Holiday Shopping Showdown

By Troy Doetch & Cody Laplante

When, in our last Perspective meeting of the fall semester, fellow columnist Cody Laplante pitched his column idea—that an inexpensive, thoughtful Christmas gift is always better than a thoughtless, yet expensive one—I was overwhelmed with the intensity of his holiday spirit. Shielding my eyes from his halo of tinsel and sleigh bells, I responded by coughing out a hoarse, “Bah, humbug.”

While my contemporary argued that the perfect gift is one given from a place of love to show you know the receiver, their interests and hobbies–something personal and one-of-a-kind that in being fiscal, showcases creativity and inspiration–I insisted that the perfect gift is always a speedboat.

To initiate Laplante into the cold, hard, sugar-plum-less reality of a consumerist holiday, I proposed an experiment in which we take to the streets and pit our gifting skills against one another’s, surveying random students to see which they would prefer: a loving, creative gift…or a fat stack of cash.

Our first specimen was junior history major Aaron Wendorf, who enjoys video gaming. Still warming up, Laplante had trouble thinking of anything crafty to get for a historical gamer. He surrendered a point to my idea of those top-of-the-line Xbox LIVE headphones that work just as well as the $20 ones, but are better because, you know, money.

In the next round, Laplante stepped up his game, asking Taylor Bogan, sophomore biomedical engineering major, about her hobbies and color preferences. Because she enjoys building things out of wood and the colors orange and purple, my adversary suggested buying her a plank of orange and purple wood.

“I think that would be really cool,” Bogan said.

As it was clear I would have to dig deeper into my completely imaginary bag of cash to compete with Laplante’s gift stylings, thus crushing his holiday naiveté, I suggested a $200 gift card. Yet, in a ruling that could only be a true Christmas miracle, Bogan couldn’t decide between Laplante’s thoughtful hunk of wood and my monies.

To give Laplante a chance at a tie, we approached sophomore kinesiology major Kary Beran, who, as her major suggests, likes to work out. Finding out her favorite colors are pink and blue, Laplante threw down a pretty solid gift idea: a personal pink and blue water bottle. Okay, but is it as good as a top-notch Adidas sweatshirt? According to Beran, the gifts would be on par.
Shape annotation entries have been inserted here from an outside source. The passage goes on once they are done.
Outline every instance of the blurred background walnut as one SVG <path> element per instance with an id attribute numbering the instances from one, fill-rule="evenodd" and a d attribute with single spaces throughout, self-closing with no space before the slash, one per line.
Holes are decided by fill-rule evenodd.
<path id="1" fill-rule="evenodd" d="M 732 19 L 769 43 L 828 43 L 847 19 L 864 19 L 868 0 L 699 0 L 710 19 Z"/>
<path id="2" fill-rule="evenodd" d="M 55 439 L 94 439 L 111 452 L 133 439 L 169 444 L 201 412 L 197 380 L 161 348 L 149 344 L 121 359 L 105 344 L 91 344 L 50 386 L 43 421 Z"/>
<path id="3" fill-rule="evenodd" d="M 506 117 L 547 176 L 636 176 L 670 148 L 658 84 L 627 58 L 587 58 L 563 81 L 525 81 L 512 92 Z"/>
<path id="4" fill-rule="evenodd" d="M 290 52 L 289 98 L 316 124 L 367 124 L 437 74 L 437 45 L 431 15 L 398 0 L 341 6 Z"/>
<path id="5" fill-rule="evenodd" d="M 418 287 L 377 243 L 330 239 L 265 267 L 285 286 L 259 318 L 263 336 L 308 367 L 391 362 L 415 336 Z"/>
Our findings, although from a sample size too small to hold up in the court of science, are thus: I win. Nanana boo boo, stick your head in snowshoes. However, it seems that although a thoughtful Christmas isn’t explicitly better than an expensive one, the former can hold its own against the latter. Therefore, I would like to try it out, and as an early present, give Cody an honorary tie in this dispute.

I won’t lie, it kind of warms the icicles of my heart. But I could still use a speedboat.